Notre-Dame-de-Bonsecours (/fr/) is a municipality in the Outaouais region of Quebec, Canada. It is located along the Ottawa River, about 55 km east of Gatineau. It was formerly known as Notre-Dame-de-Bon-Secours-Partie-Nord. It is the least populated municipality in the Papineau Regional County Municipality.

The northern portion of the municipality is undeveloped wilderness, mostly part of the Kenauk Reserve. This 260 km2 protected wilderness domain was formerly known as "Reserve de la Petite Nation", but is now a privately owned fish and game reserve of Château Montebello.

==History==
The area was part of the Petite-Nation Seigneury, formed in 1674 and originally owned by François de Laval, the first bishop of New France. The seigneury was acquired in 1803 by Joseph Papineau, who became its first civilian seigneur, and later sold it to his son Louis-Joseph Papineau.

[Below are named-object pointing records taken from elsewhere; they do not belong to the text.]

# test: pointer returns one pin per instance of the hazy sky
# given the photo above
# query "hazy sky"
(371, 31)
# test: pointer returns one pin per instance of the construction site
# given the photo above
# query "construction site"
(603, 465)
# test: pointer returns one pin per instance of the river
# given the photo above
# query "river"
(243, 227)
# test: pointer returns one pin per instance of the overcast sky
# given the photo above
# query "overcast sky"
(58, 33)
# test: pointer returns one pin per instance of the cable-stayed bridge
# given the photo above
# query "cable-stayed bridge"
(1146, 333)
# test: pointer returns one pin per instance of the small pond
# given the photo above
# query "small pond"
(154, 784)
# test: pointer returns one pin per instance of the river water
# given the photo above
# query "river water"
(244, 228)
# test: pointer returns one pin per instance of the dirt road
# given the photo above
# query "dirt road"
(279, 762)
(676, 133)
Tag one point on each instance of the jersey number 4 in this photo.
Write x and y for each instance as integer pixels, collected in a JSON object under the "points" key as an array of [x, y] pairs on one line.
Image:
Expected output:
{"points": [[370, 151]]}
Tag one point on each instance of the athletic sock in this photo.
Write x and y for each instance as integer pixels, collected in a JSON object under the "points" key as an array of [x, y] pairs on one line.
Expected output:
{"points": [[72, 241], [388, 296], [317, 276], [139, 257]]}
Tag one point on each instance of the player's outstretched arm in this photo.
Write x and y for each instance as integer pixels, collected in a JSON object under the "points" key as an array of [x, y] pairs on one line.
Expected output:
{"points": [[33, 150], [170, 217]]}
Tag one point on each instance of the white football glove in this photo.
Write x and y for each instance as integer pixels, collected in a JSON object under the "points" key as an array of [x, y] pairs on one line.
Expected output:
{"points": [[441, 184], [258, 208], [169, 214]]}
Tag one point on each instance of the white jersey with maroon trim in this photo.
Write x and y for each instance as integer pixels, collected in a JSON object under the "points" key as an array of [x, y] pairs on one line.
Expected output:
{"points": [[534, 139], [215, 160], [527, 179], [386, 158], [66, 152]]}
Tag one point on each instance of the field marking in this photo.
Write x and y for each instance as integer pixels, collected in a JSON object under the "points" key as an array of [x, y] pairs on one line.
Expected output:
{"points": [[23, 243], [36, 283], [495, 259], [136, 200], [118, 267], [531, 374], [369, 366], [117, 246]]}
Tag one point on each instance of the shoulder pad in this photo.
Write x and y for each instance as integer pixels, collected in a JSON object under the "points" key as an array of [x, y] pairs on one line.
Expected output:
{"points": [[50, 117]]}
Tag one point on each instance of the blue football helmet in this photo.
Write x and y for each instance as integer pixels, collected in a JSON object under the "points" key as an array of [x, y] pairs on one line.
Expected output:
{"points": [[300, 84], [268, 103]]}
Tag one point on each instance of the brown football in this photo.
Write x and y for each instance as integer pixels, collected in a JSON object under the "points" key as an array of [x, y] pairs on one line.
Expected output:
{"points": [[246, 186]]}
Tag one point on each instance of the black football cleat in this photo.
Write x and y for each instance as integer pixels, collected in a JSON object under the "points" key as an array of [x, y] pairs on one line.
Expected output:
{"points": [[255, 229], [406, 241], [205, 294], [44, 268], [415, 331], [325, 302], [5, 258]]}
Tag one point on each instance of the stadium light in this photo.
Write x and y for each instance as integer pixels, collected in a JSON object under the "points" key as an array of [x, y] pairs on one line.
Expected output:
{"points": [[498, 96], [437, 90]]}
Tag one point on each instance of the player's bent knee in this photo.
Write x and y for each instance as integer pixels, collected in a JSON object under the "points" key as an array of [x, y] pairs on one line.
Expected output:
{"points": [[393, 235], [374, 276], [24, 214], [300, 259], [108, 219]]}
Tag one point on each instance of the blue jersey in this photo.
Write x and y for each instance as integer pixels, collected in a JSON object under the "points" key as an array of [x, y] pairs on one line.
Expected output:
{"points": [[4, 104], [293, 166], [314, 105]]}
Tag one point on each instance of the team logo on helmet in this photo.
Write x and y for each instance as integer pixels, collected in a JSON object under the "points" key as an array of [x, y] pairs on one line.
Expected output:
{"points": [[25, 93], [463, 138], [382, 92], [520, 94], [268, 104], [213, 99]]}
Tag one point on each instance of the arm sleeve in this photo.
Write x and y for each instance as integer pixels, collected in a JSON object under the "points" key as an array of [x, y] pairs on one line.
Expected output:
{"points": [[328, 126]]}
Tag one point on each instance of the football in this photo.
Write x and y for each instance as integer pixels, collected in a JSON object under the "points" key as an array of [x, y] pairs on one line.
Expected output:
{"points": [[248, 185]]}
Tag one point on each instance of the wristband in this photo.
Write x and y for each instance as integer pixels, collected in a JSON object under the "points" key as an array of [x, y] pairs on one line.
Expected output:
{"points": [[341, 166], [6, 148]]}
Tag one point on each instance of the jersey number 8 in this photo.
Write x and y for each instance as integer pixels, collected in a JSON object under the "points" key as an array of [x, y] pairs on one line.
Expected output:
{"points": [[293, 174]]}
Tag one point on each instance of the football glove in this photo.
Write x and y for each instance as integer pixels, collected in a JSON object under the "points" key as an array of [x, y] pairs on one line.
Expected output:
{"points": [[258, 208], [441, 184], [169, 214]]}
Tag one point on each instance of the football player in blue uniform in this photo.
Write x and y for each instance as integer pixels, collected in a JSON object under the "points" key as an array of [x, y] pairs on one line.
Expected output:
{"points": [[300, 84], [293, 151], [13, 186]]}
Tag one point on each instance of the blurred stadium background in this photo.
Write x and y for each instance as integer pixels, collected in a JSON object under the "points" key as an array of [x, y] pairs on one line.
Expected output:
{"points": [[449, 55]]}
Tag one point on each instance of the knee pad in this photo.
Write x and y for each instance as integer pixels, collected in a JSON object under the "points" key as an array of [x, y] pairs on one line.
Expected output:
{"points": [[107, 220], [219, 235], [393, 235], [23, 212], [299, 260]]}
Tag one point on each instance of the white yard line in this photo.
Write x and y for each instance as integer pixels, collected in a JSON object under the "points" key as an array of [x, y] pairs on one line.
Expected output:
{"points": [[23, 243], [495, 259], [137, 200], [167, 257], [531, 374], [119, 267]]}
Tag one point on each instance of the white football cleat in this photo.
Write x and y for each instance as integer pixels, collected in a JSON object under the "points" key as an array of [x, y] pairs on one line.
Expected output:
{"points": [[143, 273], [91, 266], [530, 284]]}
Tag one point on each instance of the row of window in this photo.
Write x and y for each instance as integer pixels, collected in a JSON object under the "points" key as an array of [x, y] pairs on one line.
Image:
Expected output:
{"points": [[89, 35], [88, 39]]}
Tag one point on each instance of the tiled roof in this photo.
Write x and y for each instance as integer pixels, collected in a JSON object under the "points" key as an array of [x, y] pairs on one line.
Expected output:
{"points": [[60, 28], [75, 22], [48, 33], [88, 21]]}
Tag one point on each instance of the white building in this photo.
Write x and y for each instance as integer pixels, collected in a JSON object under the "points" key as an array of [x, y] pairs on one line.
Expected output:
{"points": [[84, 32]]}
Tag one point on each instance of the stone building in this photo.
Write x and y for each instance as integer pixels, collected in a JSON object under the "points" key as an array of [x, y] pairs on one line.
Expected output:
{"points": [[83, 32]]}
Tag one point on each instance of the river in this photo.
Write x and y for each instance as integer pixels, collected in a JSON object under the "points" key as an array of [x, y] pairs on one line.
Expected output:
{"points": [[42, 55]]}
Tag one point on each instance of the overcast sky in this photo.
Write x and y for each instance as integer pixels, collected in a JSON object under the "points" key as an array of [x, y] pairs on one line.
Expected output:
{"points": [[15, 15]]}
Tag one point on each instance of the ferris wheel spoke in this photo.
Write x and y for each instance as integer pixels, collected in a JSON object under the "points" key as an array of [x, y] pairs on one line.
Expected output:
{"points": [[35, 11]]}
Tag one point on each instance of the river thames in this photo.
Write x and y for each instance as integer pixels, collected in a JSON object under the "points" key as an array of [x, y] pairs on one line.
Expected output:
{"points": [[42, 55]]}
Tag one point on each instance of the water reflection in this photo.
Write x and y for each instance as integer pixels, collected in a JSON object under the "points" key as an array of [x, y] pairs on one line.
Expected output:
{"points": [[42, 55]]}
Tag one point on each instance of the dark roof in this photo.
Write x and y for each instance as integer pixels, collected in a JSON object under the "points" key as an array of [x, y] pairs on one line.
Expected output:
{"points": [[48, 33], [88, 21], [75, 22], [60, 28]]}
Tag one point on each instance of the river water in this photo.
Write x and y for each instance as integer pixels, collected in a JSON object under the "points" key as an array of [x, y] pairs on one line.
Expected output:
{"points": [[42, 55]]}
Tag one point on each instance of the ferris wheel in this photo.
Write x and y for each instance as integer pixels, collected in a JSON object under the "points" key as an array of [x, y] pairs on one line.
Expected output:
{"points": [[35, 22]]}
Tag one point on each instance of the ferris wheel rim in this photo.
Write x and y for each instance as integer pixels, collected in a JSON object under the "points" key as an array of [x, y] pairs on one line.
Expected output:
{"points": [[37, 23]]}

The area became of interest economically when England was forced to rely on its colonies for wood for construction of its vessels during the Napoleonic blockade of 1807. It was full of oaks, pines, and maples regarding which Surveyor Joseph Bouchet wrote in 1815: "the terrain rises and is covered with wood of the best species: oaks are of high quality and particularly of large size, suitable for the construction of vessels."

In 1815 the original mission of Notre Dame de Bonsecours was created and in 1821 a chapel dedicated to Notre-Dame de Bonsecours (Our Lady of Good Help) was constructed. On September 31, 1831, the bishop of Quebec Bernard-Claude Panet granted a petition signed by Denis-Benjamin Papineau and over 75 tenants for the formation of a parish. His decree called the new parish Notre-Dame-de-Bonsecours-de-la-Petite-Nation and also recommended the people of Bonsecours to acquire civil recognition from the Governor General of Canada, Lord Aylmer.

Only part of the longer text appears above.